Every six months, I was having MRI scans to see how the MS had progressed.
Then, maybe the second or third time I saw my neurologist, she decided to put me on some MS medication to prolong my cricket career.
With me being an athlete, she didn’t want me having an episode out on the field or the MS changing dramatically so that I couldn’t play cricket.
Sometimes my hand goes numb but I haven’t really had any major episodes.
Heat brings on symptoms, such as blurred vision or pins and needles in my hands, legs and spine, so I have to try and keep cool.
One time, on a hot day, I was batting and had blurry vision but our staff were really good at bringing neck coolers out and getting me to have a slushie to cool me down.
I have to have lots of slushies, which is such a shame!
I definitely have my days, like one a couple of weeks ago where I couldn’t get out of bed.

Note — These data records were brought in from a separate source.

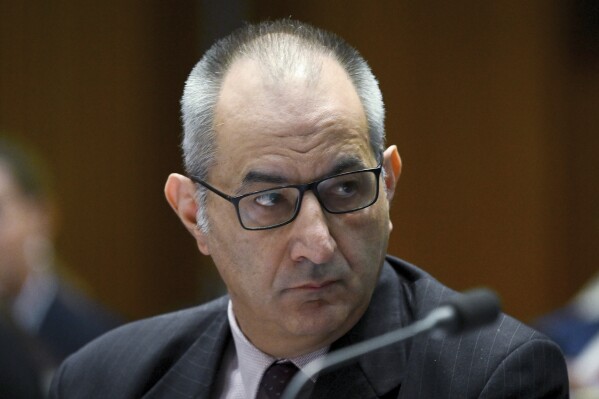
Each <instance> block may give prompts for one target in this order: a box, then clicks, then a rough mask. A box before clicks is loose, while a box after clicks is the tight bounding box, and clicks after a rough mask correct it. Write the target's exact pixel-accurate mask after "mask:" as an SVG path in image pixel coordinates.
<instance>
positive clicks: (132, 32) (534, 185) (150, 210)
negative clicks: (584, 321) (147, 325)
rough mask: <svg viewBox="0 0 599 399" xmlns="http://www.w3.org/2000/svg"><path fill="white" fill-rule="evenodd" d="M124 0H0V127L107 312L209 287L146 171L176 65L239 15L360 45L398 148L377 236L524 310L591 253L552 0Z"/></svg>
mask: <svg viewBox="0 0 599 399" xmlns="http://www.w3.org/2000/svg"><path fill="white" fill-rule="evenodd" d="M16 3H18V4H16ZM21 3H23V4H21ZM140 3H141V2H139V3H137V2H121V1H116V0H109V1H104V2H99V3H94V4H92V3H86V4H85V6H84V5H82V4H80V3H79V2H60V3H52V4H49V2H8V1H2V2H0V35H1V36H0V129H1V130H2V131H3V132H4V134H7V133H8V134H12V135H19V136H20V137H22V138H26V139H27V141H28V142H30V143H31V144H33V145H34V146H36V147H38V148H39V149H41V150H42V151H43V153H44V155H45V156H46V158H47V159H48V161H49V163H50V165H51V168H52V169H53V170H54V172H55V175H56V182H57V188H58V192H59V194H60V195H59V205H60V208H61V210H62V219H61V220H62V223H61V229H60V235H59V241H58V250H59V253H60V254H61V255H62V257H63V259H64V260H65V265H66V266H65V268H66V269H68V270H69V272H70V273H71V274H73V275H76V276H77V277H78V278H79V281H83V282H84V284H85V285H86V286H87V287H88V288H89V289H90V291H91V293H92V295H94V296H96V297H98V298H99V299H100V300H102V301H103V302H105V303H106V304H108V305H109V306H112V307H114V308H116V309H118V310H119V311H121V312H122V313H123V314H125V315H126V316H128V317H131V318H137V317H143V316H147V315H150V314H155V313H158V312H162V311H165V310H169V309H174V308H177V307H181V306H187V305H189V304H192V303H194V302H197V301H200V300H202V298H206V297H209V296H211V295H213V294H214V290H215V288H214V287H216V286H217V285H216V283H215V281H217V279H216V277H215V275H214V271H213V269H212V266H211V263H210V260H209V259H207V258H203V257H201V256H200V255H198V254H197V250H196V249H195V246H194V244H193V241H192V239H191V238H190V237H188V236H187V234H186V232H185V231H184V230H183V228H182V227H181V226H179V222H178V221H177V220H176V218H175V216H174V215H173V214H172V212H171V211H170V209H169V208H168V206H167V205H166V202H165V201H164V199H163V195H162V187H163V184H164V181H165V179H166V177H167V175H168V173H169V172H171V171H180V170H181V166H180V161H179V151H178V147H177V146H178V140H179V134H180V126H179V119H178V118H179V112H178V101H179V97H180V94H181V91H182V87H183V82H184V80H185V77H186V75H187V73H188V72H189V71H190V69H191V67H192V66H193V64H194V63H195V61H196V60H197V59H198V57H199V55H200V54H201V51H202V48H203V46H205V43H206V42H209V41H211V39H212V36H218V35H219V34H222V33H223V32H222V31H224V30H228V29H230V28H232V27H233V26H235V25H236V24H238V23H239V21H237V22H236V19H238V20H241V19H244V18H247V19H250V20H258V19H264V18H271V19H272V18H278V17H288V16H292V17H295V18H299V19H303V20H306V21H308V22H312V23H314V24H316V25H319V26H321V27H324V28H326V29H329V30H332V31H335V32H337V33H338V34H340V35H341V36H343V37H345V38H346V39H347V40H348V41H349V42H350V43H352V44H354V45H355V46H356V47H357V48H358V49H359V50H360V51H361V52H362V53H363V55H364V56H365V57H366V58H367V59H368V60H369V62H370V64H371V66H372V68H373V70H374V72H375V74H376V75H377V76H378V78H379V80H380V83H381V87H382V89H383V94H384V97H385V102H386V106H387V132H388V141H389V143H395V144H397V145H398V147H399V149H400V153H401V154H402V158H403V161H404V171H403V175H402V178H401V180H400V185H399V191H398V195H397V197H396V199H395V201H394V205H393V211H392V218H393V221H394V226H395V229H394V232H393V235H392V242H391V248H390V252H392V253H393V254H395V255H399V256H401V257H403V258H405V259H407V260H409V261H412V262H414V263H416V264H418V265H420V266H422V267H424V268H425V269H427V270H428V271H430V272H431V273H432V274H433V275H435V276H437V277H438V278H439V279H441V280H442V281H444V282H446V283H447V284H448V285H450V286H452V287H454V288H456V289H465V288H468V287H472V286H477V285H487V286H491V287H493V288H495V289H496V290H497V291H499V293H500V294H501V295H502V297H503V301H504V305H505V307H506V309H507V310H508V311H509V312H510V313H512V314H514V315H516V316H518V317H521V318H523V319H525V320H532V319H533V318H534V317H536V316H538V315H539V314H542V313H544V312H546V311H548V310H550V309H552V308H554V307H556V306H558V305H560V304H562V303H563V302H565V301H566V300H567V299H568V298H569V297H570V296H571V295H572V294H573V293H574V292H575V291H576V290H577V289H578V287H579V286H580V285H581V284H582V283H583V282H584V281H585V280H586V279H587V278H589V277H590V276H591V274H593V273H594V272H595V271H597V259H598V256H597V255H598V250H597V245H596V244H595V242H596V239H597V232H598V231H599V206H598V205H597V204H599V194H598V189H597V183H596V180H597V176H596V174H597V173H596V171H597V170H599V168H597V166H598V165H597V161H596V153H597V149H599V146H598V144H599V143H598V142H597V134H596V133H597V129H596V126H597V125H598V124H599V120H597V115H599V112H598V110H599V97H598V95H597V93H599V73H598V70H597V68H596V66H597V62H596V59H595V58H593V57H592V56H590V57H586V58H585V59H584V60H581V59H580V58H576V57H573V56H572V54H571V52H569V50H568V49H569V46H570V45H571V43H570V42H569V41H568V40H567V38H568V37H570V36H569V33H568V32H569V29H570V27H571V24H572V20H571V18H569V15H570V14H569V10H568V9H565V8H564V7H565V5H564V3H562V2H560V3H558V2H547V1H543V0H536V1H530V2H518V1H512V2H478V1H474V0H472V1H458V2H443V1H433V2H421V1H409V2H408V1H402V2H398V1H378V2H358V1H350V2H325V1H317V0H305V1H281V0H254V1H239V0H238V1H227V2H220V3H218V5H215V4H216V3H210V2H202V3H197V2H191V1H181V2H176V3H171V2H158V1H153V2H144V3H143V4H140ZM223 16H227V20H226V21H224V20H223V23H219V21H220V18H224V17H223ZM225 22H226V23H225ZM208 39H210V40H208ZM569 43H570V44H569Z"/></svg>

When that happens you have to try and rest as best you can, but I was so fatigued I didn’t get out of bed ’til four o’clock in the afternoon.
It’s something I’ve had to get better at and I am still working on it: Listening to my body, and getting ahead of it, before things get to the extreme of having to spend all day in bed.
It’s pretty surreal, to be honest, to say that I am captain in the state of South Australia.
It wasn’t an aspiration of mine and I remember (the then) SA women’s coach, Luke Williams, having to convince me to do it. I just didn’t think I was capable.
I saw myself as a leader, but through my actions, helping everyone, not as that on-field person.
Being captain is something that I’ll definitely look back on as pretty special, once I’m done.
The diagnosis definitely shaped the person I am, it has made me resilient and I know it is important to be in the moment.
I had to say to myself, “I can still live my life, so let’s just crack on the best I can.”
I’m proud to say I am an ambassador for MS Research Australia.
Over the years I have also done some work on behalf of a few MS organisations, including with Novartis, the really big medical company.
I got to sit in on a few board meetings with other people living with MS.
It was a real eye-opener to hear about their experiences.
Some of them didn’t get in for MRIs for six months, and then didn’t get diagnosed for a whole year, whereas I got diagnosed within a week.
Because, obviously, athletes are very fortunate in that we get into MRIs very quickly.
That hit me quite hard.
I was very fortunate and I felt guilty, saying to myself, “These guys have gone through so much.”
And there I was being like, “Yeah, I got diagnosed in a week, and, yes, I’m on medication, but still doing everything I love …”
I think about them pretty much every day and if I feel like having a down day, I think of them and say to myself, “You’ve got it pretty good.”
I try and spread the word about MS because, at the start, I and a lot of my friends and family didn’t know what it was, so I want to raise people’s awareness.
And, hopefully, give a bit of strength to other people living with MS that you can still live your life as full as you can.